In 2011 in Kansas, 5,321 people died of heart disease and 1,333 died of cerebrovascular diseases, according to KU Hospital.

“The highest mortality rates were in rural communities,” Barbara MacArthur, the hospital’s vice president for cardiac services, said in a news release about the collaborative. “Many deaths and long-term disabilities of heart disease and stroke can be prevented if the right standards of medical care are accessed immediately. Under this program, hospitals working together can provide a continuum of high quality care with much better outcomes.”

Moser formerly was a family physician in his hometown of Tribune — so far west it’s nearly on the Colorado border.

Even though KU Hospital is at the far east edge of the state, it has a goal of improving care across the whole state and hopes its heart and stroke expertise can help more “resource challenged” hospitals, Moser said.

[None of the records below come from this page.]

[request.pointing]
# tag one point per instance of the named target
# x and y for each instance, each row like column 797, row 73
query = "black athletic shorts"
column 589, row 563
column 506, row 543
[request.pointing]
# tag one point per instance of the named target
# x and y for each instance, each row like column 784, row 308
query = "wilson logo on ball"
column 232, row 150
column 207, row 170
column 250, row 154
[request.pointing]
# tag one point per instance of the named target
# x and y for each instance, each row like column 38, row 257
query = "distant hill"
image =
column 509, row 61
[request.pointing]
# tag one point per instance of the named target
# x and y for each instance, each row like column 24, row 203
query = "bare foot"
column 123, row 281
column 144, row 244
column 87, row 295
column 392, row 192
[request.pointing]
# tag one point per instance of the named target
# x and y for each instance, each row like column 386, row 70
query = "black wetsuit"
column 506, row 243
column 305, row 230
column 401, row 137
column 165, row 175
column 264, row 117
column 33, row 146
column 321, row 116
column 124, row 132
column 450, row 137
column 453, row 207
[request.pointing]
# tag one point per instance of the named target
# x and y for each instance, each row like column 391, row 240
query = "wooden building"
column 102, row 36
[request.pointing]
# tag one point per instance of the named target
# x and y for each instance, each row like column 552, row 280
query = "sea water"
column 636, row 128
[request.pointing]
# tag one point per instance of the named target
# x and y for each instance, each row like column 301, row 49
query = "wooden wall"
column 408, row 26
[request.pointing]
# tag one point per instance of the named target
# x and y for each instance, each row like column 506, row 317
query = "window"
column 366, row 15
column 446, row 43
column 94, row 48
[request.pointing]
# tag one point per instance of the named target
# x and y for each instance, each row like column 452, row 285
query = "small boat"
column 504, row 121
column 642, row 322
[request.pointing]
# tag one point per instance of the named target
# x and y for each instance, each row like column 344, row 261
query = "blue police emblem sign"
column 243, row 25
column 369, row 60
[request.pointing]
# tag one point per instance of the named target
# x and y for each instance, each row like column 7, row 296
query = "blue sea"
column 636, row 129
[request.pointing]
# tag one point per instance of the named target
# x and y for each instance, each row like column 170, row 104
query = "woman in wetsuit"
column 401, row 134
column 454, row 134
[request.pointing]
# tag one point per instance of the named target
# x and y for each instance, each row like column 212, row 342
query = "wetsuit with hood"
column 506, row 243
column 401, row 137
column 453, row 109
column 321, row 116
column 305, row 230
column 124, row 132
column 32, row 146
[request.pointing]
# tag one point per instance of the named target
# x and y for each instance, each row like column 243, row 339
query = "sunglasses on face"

Moser said pieces of the plan include:

• Community education, so patients know signs and symptoms that merit calling 911.

• Educating healthcare providers on and implementing consistent protocols for responding to a heart attack or stroke, for example quickly assessing whether to administer an electrocardiogram test or clot-busting drugs.

“The quicker that happens, the better the outcome,” Moser said.

• Bringing telemedicine to the ER. KU Hospital is contracting with a South Dakota company to do this. Via monitors in their ERs, at the press of a button rural hospital staff can bring up a board-certified emergency physician and critical care nurse stationed at the company’s designated “bunker” in South Dakota.

If it works well, Moser said, KU Hospital would like to develop its own telemedicine system using its own specialists in Kansas City.

• Hiring care coordinators. These people would work with patients discharged from larger facilities, like KU Hospital, to help make sure they get their medications, know how to take them and make follow-up appointments when they get back home to their small towns.

“We know that will reduce readmissions,” Moser said.

• Putting health coaches in every community to help link patients with community resources and teach them self-management skills, such as taking their own blood pressure and increasing physical activity.

Fisher is leaving her private practice this year to become director of population health for the Kansas Heart and Stroke Collaborative.

She said she’s excited about boosting preventative care. She’s also excited about deploying telemedicine, which she said could help recruitment by taking an edge off the burden on doctors in faraway posts, where their resources are limited and schedules usually “rigorous.”

“There’s just no way we’re ever going to have enough physicians to cover the area,” she said. “So with that, how can we keep the standard of care high? I think the answer is technology.”